By: Steve Smith
The housing market has cooled from its blistering pace of this year’s 1st half. However, demand remains robust with prices continuing to rise.
So, why have homebuilders, as represented by the iShares U.S Home Construction ETF (ITB), declined over 9% in the past week?
Granted, ITB and many individual homebuilders have enjoyed huge gains from the pandemic low. But, the recent downturn seems less like profit-taking and more like the realization that prices have peaked.
Indeed, national home prices, as measured by the Case-Shiller Index, increased 7% to 19% every month from September 2020 to June 2021.
A Tuesday Commerce Department report indicated a significant increase in the new housing inventory — the jump was driven by a record rise in pre-built homes. Builders are taking longer to complete houses, hobbled by expensive raw materials as well as scarce land and workers.
This analysis doesn’t jibe with the facts on the ground. Lumber prices have returned to pre-pandemic levels and the worker shortage has been alleviated as expanded benefits roll off. Homebuilders are reportedly turning away buyers as they attempt to reduce the backlog of sales.
Sales of new U.S. single-family homes increased in July after three consecutive monthly declines. But, housing market momentum is slowing as housing prices surge.
However, July may have proved a peak as forecasted new home sales, which account for 10.6% of them, dropped 27.2% on a year-over-year basis that same month. September reports reveal that single-family building permits fell in July, while confidence among homebuilders hit a 13-month low in August.
A home’s affordability is just one factor in the ownership equation. Taxes, upkeep, insurance, and utility are just a few of the overlooked costs. I think many new homeowners who spread their wings to have more space and land, will be shocked at the bills coming due this winter. Natural Gas and propane, the two most popular ways to heat a home, have soured by 150% over the past 6 months. For a typical 2,000 square foot home, that could amount to $700 in utility and heating bills.

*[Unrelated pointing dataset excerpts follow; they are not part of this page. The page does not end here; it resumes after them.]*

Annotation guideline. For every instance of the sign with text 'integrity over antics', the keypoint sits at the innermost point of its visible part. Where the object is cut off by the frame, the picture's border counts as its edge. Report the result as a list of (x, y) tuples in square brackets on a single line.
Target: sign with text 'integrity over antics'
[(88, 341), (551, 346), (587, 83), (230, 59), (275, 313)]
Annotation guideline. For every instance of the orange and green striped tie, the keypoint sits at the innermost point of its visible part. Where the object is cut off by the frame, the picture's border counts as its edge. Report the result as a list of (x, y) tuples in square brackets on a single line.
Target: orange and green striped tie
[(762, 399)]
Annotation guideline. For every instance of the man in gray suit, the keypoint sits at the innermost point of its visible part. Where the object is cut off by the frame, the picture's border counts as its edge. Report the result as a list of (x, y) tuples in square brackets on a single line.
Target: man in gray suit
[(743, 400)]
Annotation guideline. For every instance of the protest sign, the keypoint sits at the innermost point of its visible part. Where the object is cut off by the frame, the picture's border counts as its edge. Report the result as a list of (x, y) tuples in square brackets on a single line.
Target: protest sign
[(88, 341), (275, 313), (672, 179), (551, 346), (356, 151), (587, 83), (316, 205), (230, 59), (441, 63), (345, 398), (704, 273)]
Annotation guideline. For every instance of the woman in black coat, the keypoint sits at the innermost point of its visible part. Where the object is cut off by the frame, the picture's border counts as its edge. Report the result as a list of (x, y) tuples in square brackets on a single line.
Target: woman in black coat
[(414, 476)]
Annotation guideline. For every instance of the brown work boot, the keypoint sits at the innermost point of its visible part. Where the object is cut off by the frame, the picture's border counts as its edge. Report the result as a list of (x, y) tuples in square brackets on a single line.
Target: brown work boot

Another factor that might dampen homebuilder prospects is the great migration from cities to suburbs/exurbs; driven by the pandemic and the ability to work from home’s waning.
A Bloomberg article indicated that NYC landlords can jack up rent prices back up — to the tune of 50%-75% — as both young and older people become enamored with the city life once again.
I don’t think housing is in a bubble. But, it does need to digest the incredible gains of the past 18 months. Once supply starts to meet demand and input costs come down, I think the sector could be a buy.